Des sombres descriptions de Stendhal ou Balzac, Valéry pense la même chose: Si profond que puisse être un pareil regard, il est, à mon gré, trop simple et systématique. Toutes les fois que nous accusons et que nous jugeons, le fond n’est pas atteint. Une couche morale et affective de l’âme, constituée d’expériences négatives, contraint le pessimiste à choisir les faits qui confortent ses aversions, et à ne pas voir le reste. C’est une erreur évidente, écrit Valéry, quoique fort répandue, que de prétendre résoudre par de purs raisonnements des problèmes (en l’occurrence celui de la nocivité du clergé, réd.) dont les éléments ne se peuvent énumérer ni définir […]. C’est à l’observation de trancher quand il s’agit de choses réelles. Qu’il soit possible qu’il y ait des prêtres véritables et riches d’esprit, mon expérience m’en assure. J’en connais, et il me suffit. Je ne dis pas que je me l’explique; je dis que l’opinion de Stendhal n’a tenu qu’à cet accident qu’il n’en a point connu qui fussent comme les miens […]. La plupart de ceux qui se flattent d’être connaisseurs du cœur humain ne séparent point la clairvoyance dont ils se piquent d’une disposition défavorable à l’égard des hommes. Ils ont la lèvre amère ou ironique. Rien, il est vrai, ne donne l’air psychologue comme l’attitude habituelle de déprécier. Voir clair, c’est voir noir, selon cette convention parfois assez commode.

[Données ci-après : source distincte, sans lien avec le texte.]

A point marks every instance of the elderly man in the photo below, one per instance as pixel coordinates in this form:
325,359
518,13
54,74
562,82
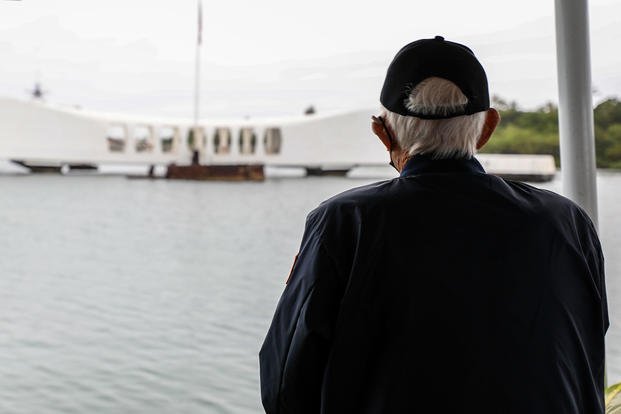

Valéry aimait Stendhal, mais il est sévère avec lui. Il le sent partagé entre son envie de gloire littéraire et la volupté d’être soi-même, l’orgueil de ne dépendre que de soi. Paradoxalement, Beyle finissait par jouer à être soi. Il falsifiait le réel à force de vouloir faire vrai: Suprêmement sensible à l’hypocrisie, il flaire à cent lieues, dans l’espace social, la simulation et dissimulation. Sa foi dans le mensonge universel était ferme et presque constitutionnelle.

Du petit essai de Valéry, nous tirons la leçon politique que le patriote conservateur, accablé d’informations peu réjouissantes, doit tenir en laisse son tempérament porté à la dénonciation d’une décadence générale. Sa clairvoyance sur les affaires de son pays s’en trouvera renforcée.